The German line of pontiffs had done much to reinvest the papacy in its ancient sanctity. The Italian Alexander II had been at least a blameless pontiff, and now every qualification which could array the pope in imposing majesty, in what bordered on divine worship, seemed to meet in Gregory VII. His life verified the splendid panegyric with which he had been presented by Cardinal Hugo to the Roman people. He had the austerest virtue, the most simple piety, the fame of vast theologic knowledge, the tried ability to rule men, intrepidity which seemed to delight in confronting the most powerful; a stern singleness of purpose, which, under its name of churchmanship, gave his partisans unlimited reliance on his firmness and resolution, and yet a subtle policy which bordered upon craft. To them his faults were virtues; his imperiousness the due assertion of his dignity; his unbounded ambition zeal in God’s cause; no haughtiness could be above that which became his station. The terror by which he ruled (he was so powerful that he could dispense with love), as it was the attribute of the divinity now exclusively worshipped by man, so was it that which became the representative of God on earth.

The first, the avowed object of Gregory’s pontificate, was the absolute independence of the clergy, of the pope, of the great prelates throughout Latin Christendom, down to the lowest functionary, whose person was to become sacred; that independence under which lurked the undisguised pretension to superiority. His remote and somewhat more indistinct vision was the foundation of a vast spiritual autocracy in the person of the pope, who was to rule mankind by the consentient but subordinate authority of the clergy throughout the world. For this end the clergy were to become still more completely a separate, inviolable caste; their property equally sacred with their persons. Each in his separate sphere, the pope above all and comprehending all, was to be sovereign arbiter of all disputes; to hold in his hands the supreme mediation in questions of war and peace; to adjudge contested successions to kingdoms; to be a great feudal lord, to whom other kings became beneficiaries. His own arms were to be chiefly spiritual, but the temporal power was to be always ready to execute the ecclesiastical behest against the ungodly rebels who might revolt from its authority; nor did the churchman refuse altogether to sanction the employment of secular weapons, to employ armies in his own name, or even to permit the use of arms to the priesthood.

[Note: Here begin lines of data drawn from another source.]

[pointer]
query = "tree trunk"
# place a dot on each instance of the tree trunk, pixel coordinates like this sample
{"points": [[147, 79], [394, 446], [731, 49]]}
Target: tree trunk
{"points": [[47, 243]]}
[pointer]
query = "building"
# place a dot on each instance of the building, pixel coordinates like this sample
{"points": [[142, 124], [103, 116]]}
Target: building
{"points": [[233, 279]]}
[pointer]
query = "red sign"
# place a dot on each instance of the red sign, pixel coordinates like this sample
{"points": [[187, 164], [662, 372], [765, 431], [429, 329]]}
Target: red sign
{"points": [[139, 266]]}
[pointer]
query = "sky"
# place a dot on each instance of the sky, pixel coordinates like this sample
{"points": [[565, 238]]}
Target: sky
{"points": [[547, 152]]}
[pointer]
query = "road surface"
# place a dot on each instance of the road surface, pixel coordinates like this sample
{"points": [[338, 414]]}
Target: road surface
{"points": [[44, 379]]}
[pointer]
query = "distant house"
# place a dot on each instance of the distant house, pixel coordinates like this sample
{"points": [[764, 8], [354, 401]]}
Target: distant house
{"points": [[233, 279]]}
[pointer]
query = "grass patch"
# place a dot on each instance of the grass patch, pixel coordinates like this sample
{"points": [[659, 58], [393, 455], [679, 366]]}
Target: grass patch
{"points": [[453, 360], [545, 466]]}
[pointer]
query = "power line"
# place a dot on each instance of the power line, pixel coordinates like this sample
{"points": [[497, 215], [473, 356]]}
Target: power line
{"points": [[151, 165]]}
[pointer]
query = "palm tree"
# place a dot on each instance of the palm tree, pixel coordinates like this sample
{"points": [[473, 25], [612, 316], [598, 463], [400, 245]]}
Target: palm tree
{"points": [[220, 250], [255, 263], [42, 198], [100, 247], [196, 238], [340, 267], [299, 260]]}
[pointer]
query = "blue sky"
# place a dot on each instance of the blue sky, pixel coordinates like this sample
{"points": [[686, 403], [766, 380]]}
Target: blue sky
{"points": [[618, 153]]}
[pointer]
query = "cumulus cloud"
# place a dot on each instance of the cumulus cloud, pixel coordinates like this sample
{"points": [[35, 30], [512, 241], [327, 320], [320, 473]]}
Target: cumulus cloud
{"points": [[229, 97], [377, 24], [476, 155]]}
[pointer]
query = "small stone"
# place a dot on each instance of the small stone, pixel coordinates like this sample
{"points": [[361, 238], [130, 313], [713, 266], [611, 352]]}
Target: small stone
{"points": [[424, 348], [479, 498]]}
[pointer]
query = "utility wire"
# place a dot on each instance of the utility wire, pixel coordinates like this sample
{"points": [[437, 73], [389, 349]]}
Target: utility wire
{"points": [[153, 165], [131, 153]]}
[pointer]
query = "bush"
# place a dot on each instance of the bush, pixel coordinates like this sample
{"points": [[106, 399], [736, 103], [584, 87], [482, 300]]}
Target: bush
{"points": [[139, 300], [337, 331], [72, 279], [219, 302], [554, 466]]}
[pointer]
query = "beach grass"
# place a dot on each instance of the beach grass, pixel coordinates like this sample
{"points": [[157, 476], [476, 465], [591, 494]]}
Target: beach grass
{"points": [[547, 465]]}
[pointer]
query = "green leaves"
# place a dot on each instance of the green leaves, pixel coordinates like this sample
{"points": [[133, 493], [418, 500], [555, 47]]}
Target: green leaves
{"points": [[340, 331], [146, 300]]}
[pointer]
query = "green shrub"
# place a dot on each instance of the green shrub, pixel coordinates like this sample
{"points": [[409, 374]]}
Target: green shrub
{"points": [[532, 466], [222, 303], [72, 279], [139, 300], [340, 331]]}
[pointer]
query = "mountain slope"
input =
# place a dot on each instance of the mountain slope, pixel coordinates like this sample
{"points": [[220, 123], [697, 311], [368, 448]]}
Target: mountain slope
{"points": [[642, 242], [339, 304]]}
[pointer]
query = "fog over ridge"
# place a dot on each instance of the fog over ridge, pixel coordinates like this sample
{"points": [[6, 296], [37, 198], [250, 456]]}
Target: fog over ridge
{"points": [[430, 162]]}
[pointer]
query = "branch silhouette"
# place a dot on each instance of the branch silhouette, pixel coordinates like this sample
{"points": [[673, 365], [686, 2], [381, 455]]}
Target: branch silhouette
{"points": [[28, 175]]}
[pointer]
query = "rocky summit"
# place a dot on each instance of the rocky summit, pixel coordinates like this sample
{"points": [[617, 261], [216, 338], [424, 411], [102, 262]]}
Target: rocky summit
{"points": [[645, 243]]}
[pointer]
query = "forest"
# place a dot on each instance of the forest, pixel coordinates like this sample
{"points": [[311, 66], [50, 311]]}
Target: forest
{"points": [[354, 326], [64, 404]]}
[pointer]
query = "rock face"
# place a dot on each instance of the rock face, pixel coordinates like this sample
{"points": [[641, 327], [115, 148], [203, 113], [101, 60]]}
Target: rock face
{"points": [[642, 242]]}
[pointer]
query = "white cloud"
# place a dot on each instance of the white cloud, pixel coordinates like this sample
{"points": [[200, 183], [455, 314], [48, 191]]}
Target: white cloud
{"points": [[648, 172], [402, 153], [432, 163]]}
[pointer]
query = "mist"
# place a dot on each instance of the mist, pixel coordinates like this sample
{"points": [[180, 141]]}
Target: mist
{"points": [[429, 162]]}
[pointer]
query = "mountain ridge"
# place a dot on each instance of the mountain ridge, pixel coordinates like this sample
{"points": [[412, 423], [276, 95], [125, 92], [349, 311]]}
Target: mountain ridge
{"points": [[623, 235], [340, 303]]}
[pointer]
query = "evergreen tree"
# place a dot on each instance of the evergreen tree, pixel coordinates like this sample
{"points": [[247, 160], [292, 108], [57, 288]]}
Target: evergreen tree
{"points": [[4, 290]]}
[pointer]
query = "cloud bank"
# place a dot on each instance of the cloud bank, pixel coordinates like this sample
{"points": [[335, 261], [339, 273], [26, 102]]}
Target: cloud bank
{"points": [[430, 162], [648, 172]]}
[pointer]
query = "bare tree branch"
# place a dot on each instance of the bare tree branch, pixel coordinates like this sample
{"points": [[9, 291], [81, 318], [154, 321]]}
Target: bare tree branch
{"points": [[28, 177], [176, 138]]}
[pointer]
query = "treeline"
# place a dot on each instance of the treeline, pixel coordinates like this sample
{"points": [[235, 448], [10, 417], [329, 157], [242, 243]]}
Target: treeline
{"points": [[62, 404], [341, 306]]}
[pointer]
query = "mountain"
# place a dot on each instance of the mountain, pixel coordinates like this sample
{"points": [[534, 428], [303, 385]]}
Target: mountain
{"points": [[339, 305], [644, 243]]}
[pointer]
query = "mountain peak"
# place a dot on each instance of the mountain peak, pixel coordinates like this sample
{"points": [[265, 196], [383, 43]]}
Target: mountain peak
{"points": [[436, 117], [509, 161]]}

For this complete isolation of the hierarchy into a peculiar and inviolable caste was first necessary the reformation of the clergy in two most important preliminary matters; the absolute extirpation of the two evils, which the more rigid churchmen had been denouncing for centuries, to the suppression of which Hildebrand had devoted so much of his active energies. The war against simony and the concubinage of the clergy (for under this ill-sounding name was condemned all connection, however legalised, with the female sex), must first be carried to a triumphant issue, before the church could assume its full and uncontested domination.[92]